The Financial Ombudsman Service (FOS) annual review shows a massive increase in the number of complaints being made about the UK’s financial institutions. The review revealed that the FOS, which adjudicates on complaints where the firm does not resolve the matter to the customer’s satisfaction, received 508,881 complaints in the period from 1 April 2012 to 31 March 2013. This figure represents an increase of 92% on the previous 12 months, by far the largest such increase in recent years.

Complaints about payment protection insurance (PPI) had comprised more than half the Ombudsman’s workload for the previous two years, but here the proportion of PPI complaints was even higher, with the 378,699 complaints about this product representing 74% of the total. The PPI figure represents a massive increase of 140% compared to 2011/12. The FOS has taken on large numbers of extra staff in recent years to cope with its workload, but even so, it had only expected to receive 165,000 PPI cases in the year 2012/13. The second most complained about product was credit cards with 19,634 grievances.

76% of the complaints received concerned the UK’s banks, with four banking groups responsible for 62% of the total. The four largest banking groups – Lloyds, Barclays, RBS and HSBC – were responsible for 70% of PPI complaints.

A higher proportion of complaints than ever before, at 24%, came from customers aged over 65. The review contends that many complaints from older people concerned PPI.
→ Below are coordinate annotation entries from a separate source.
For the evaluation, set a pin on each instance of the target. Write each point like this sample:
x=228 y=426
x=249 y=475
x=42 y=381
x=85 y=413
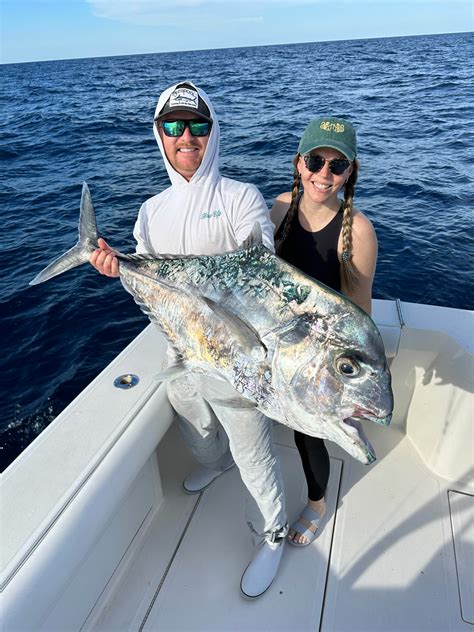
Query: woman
x=330 y=240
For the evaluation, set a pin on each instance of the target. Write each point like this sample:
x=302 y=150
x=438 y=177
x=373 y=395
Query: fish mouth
x=369 y=415
x=352 y=428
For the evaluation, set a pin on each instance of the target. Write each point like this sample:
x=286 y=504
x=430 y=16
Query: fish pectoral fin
x=241 y=329
x=171 y=373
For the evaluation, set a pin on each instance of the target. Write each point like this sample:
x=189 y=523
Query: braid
x=348 y=273
x=293 y=208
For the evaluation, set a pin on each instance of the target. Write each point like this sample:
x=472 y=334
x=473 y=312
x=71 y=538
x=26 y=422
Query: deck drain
x=128 y=380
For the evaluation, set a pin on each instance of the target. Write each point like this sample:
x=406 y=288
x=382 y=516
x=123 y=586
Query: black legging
x=315 y=459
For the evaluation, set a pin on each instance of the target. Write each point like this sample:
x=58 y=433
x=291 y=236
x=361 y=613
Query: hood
x=210 y=164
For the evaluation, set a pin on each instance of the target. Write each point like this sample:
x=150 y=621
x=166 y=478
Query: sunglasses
x=315 y=163
x=197 y=127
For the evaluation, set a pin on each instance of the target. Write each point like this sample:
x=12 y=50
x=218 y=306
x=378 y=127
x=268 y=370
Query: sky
x=39 y=30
As well as PPI, there were significant increases in the numbers of complaints regarding certain other areas of financial services, even if the total numbers in many cases remain small. Payday loan complaints were up by 83% to 542, PEP complaints rose by 159% to 132, income drawdown complaints rose by 101% to 189 and term assurance complaints rose by 149% to 3,572. The area showing the largest percentage decrease was structured investment products, where complaints were down by 22%.
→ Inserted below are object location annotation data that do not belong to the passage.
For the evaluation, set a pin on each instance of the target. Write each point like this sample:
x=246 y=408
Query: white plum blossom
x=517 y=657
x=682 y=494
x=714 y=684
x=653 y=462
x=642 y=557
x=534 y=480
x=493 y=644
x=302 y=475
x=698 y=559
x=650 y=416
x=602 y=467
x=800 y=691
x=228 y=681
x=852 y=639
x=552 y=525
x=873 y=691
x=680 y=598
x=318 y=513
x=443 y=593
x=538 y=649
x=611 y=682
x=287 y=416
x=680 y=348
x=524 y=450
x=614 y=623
Some 11% of cases are currently taking more than 12 months to complete, and this rises to 19% for PPI, evidence of the significant workload the FOS faces. Some 223,229 complaints were closed during the 12 month period, with the FOS finding in the customer’s favour in 49% of cases, but this figure rises to 65% for PPI. Uphold rates for individual firms are not included in the review, but the FOS has previously published data showing that, in the second half of 2012, more than three quarters of PPI complaints made regarding Barclays, Lloyds TSB and Bank of Scotland were upheld by the Ombudsman.
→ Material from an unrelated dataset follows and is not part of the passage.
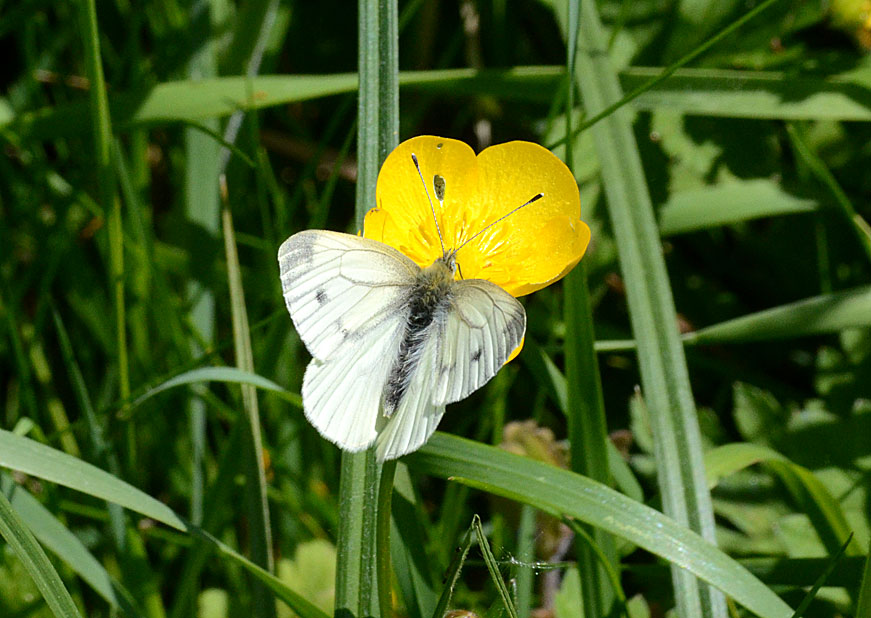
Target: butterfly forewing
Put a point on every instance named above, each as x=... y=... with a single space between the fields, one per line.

Chief ombudsman Natalie Ceeney laid the blame for the increase on financial firms who failed to handle complaints effectively. “As levels of confidence in financial services have eroded, it is disappointing that we still haven’t seen any significant improvement in complaints handling. Too many financial businesses still seem unable to sort out problems themselves, without the ombudsman having to get involved,” said Ms Ceeney.